Obyron, however, had never been a being given to aesthetic appreciation, and pity had long since vanished with the loss of his soul. He stared back impassively through his death mask, emerald oculars locked against the infant’s curious violet gaze.
“And that,” Zahndrekh concluded at last, his tone warm with self-satisfaction, “is how I won the right to be Gidrim’s lord.”
He looked down at his small charge.
The alien appeared to abandon its silent contest with Obyron. Its lips pursed slightly, and it turned its white-haired head toward the Nemesor before resting it surly against Zahndrekh’s shoulder.
“Ah, do not be downtrodden, young one,” Zahndrekh said kindly, patting the creature’s head with fingers capable of crushing necrodermis. “Obyron is a dour fellow at times. But he is fine company, I assure you. He will protect us both, always.”
Obyron found himself wishing, briefly, that he still possessed teeth to grind.
“Is that an order, my lord?”
“Of course it is, dear Vargard,” Zahndrekh replied cheerfully. “Look at him. My new ward is as defenseless as a newborn skolopendra.”
The alien lifted its head again and looked toward Obyron. A smile spread across its small face, one that seemed strangely triumphant for so young a creature.

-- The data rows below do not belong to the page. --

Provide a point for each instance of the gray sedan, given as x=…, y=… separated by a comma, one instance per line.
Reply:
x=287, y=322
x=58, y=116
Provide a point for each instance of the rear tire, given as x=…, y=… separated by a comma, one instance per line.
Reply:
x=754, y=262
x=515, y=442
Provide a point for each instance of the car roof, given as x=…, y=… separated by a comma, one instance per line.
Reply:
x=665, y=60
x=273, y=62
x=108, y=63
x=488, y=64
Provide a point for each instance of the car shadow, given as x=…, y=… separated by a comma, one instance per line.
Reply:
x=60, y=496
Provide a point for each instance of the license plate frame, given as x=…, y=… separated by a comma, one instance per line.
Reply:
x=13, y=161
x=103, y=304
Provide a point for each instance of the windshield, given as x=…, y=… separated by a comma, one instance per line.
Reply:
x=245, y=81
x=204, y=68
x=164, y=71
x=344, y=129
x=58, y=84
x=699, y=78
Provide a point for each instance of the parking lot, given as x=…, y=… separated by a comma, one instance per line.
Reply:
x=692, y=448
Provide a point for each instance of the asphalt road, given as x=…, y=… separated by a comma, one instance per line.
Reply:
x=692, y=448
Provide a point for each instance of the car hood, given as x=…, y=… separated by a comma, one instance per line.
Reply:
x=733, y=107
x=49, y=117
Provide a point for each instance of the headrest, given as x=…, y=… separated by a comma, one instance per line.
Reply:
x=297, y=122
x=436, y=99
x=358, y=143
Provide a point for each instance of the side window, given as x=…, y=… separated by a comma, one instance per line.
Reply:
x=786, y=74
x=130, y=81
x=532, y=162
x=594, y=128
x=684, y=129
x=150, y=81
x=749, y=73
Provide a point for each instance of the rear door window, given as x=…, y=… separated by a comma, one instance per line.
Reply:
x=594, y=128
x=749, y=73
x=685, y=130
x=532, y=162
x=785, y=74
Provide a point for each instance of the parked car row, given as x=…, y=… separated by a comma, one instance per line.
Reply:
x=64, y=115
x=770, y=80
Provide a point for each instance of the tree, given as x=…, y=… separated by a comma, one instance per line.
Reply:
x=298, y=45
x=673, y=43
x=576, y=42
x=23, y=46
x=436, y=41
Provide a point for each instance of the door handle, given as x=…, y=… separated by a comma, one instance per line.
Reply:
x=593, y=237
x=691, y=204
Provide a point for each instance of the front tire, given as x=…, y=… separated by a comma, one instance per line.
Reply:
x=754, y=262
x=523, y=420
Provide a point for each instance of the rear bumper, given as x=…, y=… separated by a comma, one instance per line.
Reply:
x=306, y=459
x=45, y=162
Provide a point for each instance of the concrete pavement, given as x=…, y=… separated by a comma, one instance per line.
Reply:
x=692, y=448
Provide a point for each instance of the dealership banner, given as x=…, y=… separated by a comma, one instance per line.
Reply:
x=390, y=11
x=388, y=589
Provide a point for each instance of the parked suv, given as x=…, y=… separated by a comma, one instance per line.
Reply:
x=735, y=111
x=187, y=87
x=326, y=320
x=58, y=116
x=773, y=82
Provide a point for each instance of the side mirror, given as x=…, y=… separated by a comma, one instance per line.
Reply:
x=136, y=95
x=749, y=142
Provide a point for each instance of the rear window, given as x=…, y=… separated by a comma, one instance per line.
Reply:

Weariness and apprehension settled deep within Obyron’s cognition matrices. The situation had now crystallized into a formal command. He had no option but to obey unless he chose to betray his lord—and that was unthinkable.
The arrival at the entrance of the main tomb complex did little to ease his thoughts.
Before them rose the structure that crowned Gidrim’s necropolis: three immense pyramids of black stone standing in silent alignment. They were vast even from the outside, their sheer faces rising starkly against the pale sky. Yet Obyron knew that what lay beneath the surface dwarfed what could be seen above. The true complex extended deep into the planet’s crust, an entire subterranean empire of halls, vaults, and slumbering legions.
“Look upon it,” Zahndrekh whispered to the infant with theatrical reverence. “A mere fraction of the might of the Necrontyr dynasties.”
The creature’s purple eyes darted eagerly across the monumental structures, absorbing every detail with clear fascination. It smiled again.
“It is grander still beneath the earth,” Zahndrekh continued warmly. “Welcome to your new home, little one.”
The great slabs of black stone at the pyramid’s entrance parted soundlessly as they approached. Ancient mechanisms recognized the presence of their lord and opened the way without hesitation. Emerald light spilled outward from the depths of the complex, bathing the returning procession in its cold glow.
Only then did Obyron allow himself the indulgence of a silent sigh.